“Worker filings for unemployment benefits dropped to 712,000 last week, nearing their lowest level since the pandemic fueled a surge in layoffs last March,” WSJ writes.
Why It Matters: Jobless claims have fallen pretty noticeably in the last few weeks, and “last week’s seasonally adjusted total was about 200,000 below an early January peak.” It’s hard to say — things are a bit unclear — and the ongoing impact of Covid-19 still weighs heavy, but we could be on a path to a return here.
- The lowest weekly jobless claims mark, since the pandemic started, was 711,000 in November.
- In 2019, the weekly average was roughly 218,000 and the pre-pandemic high was 695,000.
Other Details Suggesting Recovery:
- We saw employers add 379,000 jobs in February.
- Government stimulus boosted household income and spending to start the year, and there looks to be more on the way.
- “According to the jobs site Indeed, the number of job postings on March 5 was 6.7% above their pre-pandemic level.”
“Americans extracted more cash from their homes through cash-out refinancings in 2020 than in any year since the financial crisis,” WSJ writes.
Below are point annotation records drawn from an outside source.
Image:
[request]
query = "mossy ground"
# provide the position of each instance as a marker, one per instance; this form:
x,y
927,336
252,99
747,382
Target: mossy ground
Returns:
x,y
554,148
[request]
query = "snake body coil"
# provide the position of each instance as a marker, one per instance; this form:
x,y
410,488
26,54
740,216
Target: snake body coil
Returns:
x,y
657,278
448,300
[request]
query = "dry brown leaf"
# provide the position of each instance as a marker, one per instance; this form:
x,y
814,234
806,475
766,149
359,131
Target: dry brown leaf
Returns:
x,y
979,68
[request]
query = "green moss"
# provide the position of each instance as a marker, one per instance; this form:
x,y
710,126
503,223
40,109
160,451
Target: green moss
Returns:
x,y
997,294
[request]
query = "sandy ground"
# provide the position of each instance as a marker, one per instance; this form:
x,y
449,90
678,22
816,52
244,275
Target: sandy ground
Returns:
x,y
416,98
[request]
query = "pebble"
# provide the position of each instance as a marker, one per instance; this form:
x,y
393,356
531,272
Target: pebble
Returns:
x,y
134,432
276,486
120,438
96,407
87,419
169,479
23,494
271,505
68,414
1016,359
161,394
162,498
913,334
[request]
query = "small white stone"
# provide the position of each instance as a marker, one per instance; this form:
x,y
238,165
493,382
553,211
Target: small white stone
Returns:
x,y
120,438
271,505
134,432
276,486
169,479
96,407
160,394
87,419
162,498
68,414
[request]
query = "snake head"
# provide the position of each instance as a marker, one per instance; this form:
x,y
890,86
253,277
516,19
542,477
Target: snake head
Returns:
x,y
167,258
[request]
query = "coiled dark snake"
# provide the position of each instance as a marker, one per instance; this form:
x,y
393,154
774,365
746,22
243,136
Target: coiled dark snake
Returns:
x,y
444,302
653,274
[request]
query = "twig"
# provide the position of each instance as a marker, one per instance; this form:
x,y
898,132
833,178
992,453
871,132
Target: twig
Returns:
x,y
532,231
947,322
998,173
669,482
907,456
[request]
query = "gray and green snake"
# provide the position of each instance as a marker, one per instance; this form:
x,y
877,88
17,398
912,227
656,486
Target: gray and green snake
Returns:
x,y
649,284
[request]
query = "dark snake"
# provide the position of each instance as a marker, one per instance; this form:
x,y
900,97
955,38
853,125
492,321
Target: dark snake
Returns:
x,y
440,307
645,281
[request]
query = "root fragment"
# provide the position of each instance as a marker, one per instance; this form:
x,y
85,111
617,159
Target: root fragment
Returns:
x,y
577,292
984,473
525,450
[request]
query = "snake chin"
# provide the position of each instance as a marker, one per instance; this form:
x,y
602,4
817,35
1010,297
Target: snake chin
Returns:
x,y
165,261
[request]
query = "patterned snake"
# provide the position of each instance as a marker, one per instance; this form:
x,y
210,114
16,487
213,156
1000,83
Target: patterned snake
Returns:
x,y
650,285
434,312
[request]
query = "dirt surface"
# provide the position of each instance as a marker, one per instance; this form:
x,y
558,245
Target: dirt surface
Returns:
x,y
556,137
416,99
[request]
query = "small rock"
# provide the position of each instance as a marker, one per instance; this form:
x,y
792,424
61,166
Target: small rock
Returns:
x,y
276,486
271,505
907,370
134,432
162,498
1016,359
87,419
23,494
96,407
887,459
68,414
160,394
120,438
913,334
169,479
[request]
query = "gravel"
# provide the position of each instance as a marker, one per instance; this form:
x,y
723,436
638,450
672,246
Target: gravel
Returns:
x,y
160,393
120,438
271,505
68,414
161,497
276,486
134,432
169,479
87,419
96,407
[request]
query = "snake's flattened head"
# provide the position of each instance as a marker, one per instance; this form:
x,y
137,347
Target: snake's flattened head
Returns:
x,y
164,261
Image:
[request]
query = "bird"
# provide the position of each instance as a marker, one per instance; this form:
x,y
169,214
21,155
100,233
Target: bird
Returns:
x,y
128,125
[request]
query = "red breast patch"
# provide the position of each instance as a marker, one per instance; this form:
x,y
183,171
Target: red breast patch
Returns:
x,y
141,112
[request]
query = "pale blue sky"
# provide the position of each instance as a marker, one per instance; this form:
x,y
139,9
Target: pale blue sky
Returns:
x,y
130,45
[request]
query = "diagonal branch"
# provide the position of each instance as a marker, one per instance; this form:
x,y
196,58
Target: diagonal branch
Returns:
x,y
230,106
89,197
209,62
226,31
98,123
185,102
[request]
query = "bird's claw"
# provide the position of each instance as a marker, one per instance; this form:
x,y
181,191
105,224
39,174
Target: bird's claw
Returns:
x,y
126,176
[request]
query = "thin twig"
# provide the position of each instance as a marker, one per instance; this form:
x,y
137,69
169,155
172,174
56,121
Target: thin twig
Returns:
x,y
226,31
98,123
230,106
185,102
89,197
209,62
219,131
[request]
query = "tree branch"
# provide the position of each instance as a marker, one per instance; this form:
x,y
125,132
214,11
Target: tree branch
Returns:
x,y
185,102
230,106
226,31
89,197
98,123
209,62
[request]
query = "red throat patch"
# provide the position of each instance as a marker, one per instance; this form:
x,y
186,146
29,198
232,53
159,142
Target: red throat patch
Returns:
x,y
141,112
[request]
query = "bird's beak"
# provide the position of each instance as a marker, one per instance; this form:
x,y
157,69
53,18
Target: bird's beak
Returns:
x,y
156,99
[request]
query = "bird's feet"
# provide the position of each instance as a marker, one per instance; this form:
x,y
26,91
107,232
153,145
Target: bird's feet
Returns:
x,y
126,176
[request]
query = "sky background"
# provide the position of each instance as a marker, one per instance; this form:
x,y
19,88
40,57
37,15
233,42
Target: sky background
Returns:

- In 2020, U.S. homeowners grabbed around $153 billion in home equity. It’s a 42% improvement from 2019 and the most since 2007, according to Freddie Mac.
- Lenders churned out a record number of mortgages in 2020, “fueled by about $2.8 trillion in refis, according to mortgage data firm Black Knight Inc.”
Why It Matters: Whether it was cushioning themselves against tumultuous economic conditions or building/redecorating, consumers cashed in the opportunity in waves. Home prices generally tend to fall during recessions, but Covid-19 has had the opposite effect. They’re booming.
The Outlook: The average rate on a 30-year fixed mortgage dropped below 3% for the first time in 2020, making refinancing appealing. But those rates are already starting to tick back up, so we have to watch closely where it goes.